Елчанинов провел ее прямо в верхнюю горницу, где лежал Трамвиль. Девушка казалась очень взволнованной и, когда увидела лежавшего без сознания маркиза, пошатнулась, но совладала с собой и только крепче оперлась на руку ведшего ее Елчанинова.
— Я говорил, что вам лучше не ехать самой! — сказал он.
— Нет, нет! Ничего! — перебила его она и потом, сделав над собой усилие, добавила: — Он жив?
Елчанинов вопросительно взглянул на Варгина.

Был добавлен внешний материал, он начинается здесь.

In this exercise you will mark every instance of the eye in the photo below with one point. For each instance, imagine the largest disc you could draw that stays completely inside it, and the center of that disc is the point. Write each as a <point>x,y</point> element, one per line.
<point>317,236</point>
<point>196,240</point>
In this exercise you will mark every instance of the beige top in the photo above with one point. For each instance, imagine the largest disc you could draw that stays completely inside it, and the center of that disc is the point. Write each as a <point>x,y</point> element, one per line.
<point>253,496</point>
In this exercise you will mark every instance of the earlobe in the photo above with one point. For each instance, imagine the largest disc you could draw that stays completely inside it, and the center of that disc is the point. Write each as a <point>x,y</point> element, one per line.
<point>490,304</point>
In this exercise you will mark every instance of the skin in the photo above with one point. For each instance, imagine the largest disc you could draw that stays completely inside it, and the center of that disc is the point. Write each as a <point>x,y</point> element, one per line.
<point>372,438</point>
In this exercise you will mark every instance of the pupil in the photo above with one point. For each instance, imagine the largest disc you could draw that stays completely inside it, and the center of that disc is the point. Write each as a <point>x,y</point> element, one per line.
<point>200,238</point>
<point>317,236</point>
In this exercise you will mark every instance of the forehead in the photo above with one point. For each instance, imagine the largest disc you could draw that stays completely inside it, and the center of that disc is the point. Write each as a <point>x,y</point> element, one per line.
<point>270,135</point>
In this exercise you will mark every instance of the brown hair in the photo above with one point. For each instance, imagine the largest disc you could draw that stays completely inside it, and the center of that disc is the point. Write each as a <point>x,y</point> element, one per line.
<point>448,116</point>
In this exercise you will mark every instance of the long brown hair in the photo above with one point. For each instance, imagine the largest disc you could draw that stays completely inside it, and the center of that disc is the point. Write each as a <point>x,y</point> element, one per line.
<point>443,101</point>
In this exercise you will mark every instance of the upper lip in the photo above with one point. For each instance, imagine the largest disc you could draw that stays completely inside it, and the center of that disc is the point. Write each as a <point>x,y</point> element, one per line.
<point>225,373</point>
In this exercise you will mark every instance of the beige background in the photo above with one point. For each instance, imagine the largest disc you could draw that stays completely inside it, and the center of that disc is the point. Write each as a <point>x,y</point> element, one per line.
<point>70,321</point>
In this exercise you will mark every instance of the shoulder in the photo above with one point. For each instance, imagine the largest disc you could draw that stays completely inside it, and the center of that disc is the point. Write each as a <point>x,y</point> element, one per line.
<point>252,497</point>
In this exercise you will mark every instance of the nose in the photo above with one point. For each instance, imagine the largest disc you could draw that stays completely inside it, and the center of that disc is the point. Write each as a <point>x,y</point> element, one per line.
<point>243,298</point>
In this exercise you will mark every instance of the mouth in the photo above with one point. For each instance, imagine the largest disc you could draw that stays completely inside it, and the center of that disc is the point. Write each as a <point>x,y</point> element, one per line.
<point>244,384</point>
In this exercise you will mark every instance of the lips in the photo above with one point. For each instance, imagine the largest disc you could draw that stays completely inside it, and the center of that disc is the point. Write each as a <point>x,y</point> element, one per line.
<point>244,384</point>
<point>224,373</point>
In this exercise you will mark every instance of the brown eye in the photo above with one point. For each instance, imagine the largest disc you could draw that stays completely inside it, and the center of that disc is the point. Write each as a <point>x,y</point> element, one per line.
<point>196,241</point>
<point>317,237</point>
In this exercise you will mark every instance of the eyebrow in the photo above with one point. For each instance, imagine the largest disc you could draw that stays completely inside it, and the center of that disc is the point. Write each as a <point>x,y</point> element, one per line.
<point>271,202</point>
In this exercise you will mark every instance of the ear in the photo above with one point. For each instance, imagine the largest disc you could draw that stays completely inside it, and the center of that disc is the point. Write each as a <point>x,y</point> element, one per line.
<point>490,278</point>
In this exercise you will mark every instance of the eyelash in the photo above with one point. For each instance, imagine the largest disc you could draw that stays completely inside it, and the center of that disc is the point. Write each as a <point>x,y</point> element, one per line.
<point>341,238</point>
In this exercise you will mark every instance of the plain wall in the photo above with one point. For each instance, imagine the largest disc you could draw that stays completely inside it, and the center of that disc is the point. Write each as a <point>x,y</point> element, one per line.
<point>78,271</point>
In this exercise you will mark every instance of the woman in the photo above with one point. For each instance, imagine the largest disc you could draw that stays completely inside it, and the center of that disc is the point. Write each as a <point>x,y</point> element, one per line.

— Кажется, — ответил тот, тут только вспомнив и застыдясь, что совсем невнимательно исполняет взятую на себя роль сиделки.
— Доктор… где доктор? — спросила девушка.
В это время в комнату входил, приехавший с ней и с Елчаниновым в карете, старик-доктор. Он направился к больному, нагнулся над ним и приложил руку к его груди. Была минута томительной тишины ожидания, все затаили дыхание, притаились и замерли. Доктор покачал головой и произнес:
— Похоже на то, что все кончено!
Девушка дрогнула, доктор кинулся к ней, и по тому, что он оставил маркиза, можно было догадаться, что, действительно, все было кончено.
Но она оказалась не из тех, которые падают в обморок или впадают в истерику, когда, наоборот, от них требуются ясность сознания и бодрость.
— Во всяком случае надо увезти его скорее отсюда! — сказала она. — Скорее сделаем это, помогите мне.
Все немедленно подчинились ее влиянию и, как бы успокоенные ее самообладанием, начали хлопотать, но без суеты и излишней возни.
Все вышло как будто само собой: со стола сняли крышку и сделали из нее в карете койку. Самое трудное было перенести и уложить на эту койку Трамвиля, два гайдука, Елчанинов, Варгин и Станислав подняли его, стараясь сделать это как можно осторожнее.
Доктор ничего не говорил им и не указывал, находя это излишним, что они несли безжизненный труп, с которым уже, с точки зрения доктора, церемониться было нечего. Девушка и доктор сели в карету, Станислав поместился на козлы. Оставшиеся после Трамвиля вещи обещался привезти Елчанинов.
Когда карета уехала и он остался с Варгиным, тот первым делом спросил его:
— Кто это такая?
Елчанинов был очень потрясен всем случившимся, Варгин тоже чувствовал себя не совсем ладно. Елчанинов не ответил ему на вопрос, поставил локти на камин и закрыл лицо руками.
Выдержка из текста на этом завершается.